金苔

金苔(かなこけ)

緑青。

銅が永き季を静かに繰り返し過ごして得たその色合いは、あるいは清々しく、あるいは神秘的で、森の背景色を彩る苔のよう。


・歴史的建造物

 お城、お寺、神社、長い歴史を遺ってきた建造物の金属部分は緑青が浮いているものも多いです。しかし、それは劣化ではなく、年月を経て培われた美でもありましょう。


・人の気配が離れた場所

 苔は、人が歩くのを止めて踏まれなくなった道に良く繁茂します。金苔も、人の手入れがなくなって現れることも多いです。

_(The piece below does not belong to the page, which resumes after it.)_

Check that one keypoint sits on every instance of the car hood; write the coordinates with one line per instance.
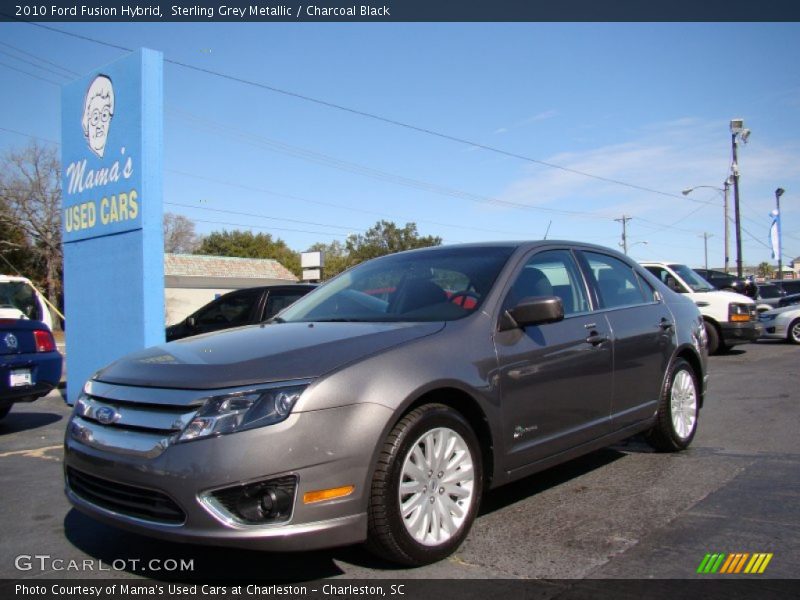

 昔は人に利用されていても、今は人が住まず足が離れてしまった場所を、金苔はひっそりと護っています。


・遷移

 環境が次のステージへ変わることを生態学では、遷移と呼びます。金苔は銅の姿を変えて景観を変えていく、つまり遷移の結果とも言えるのです。


・武将

 お城、古い鎧、武器、それらが発掘される時には金苔や錆に埋もれていることも多いです。金苔はかつての武将の記憶が朽ち果てていく中で、その遺品を覆います。或いは、武将の魂を包み護るように。


・寂れる

 金苔は錆であり、人の寂れたところに潜みます。金苔は人に相手をされなくなった物に、人に磨かれなくなった物に浮くものですから。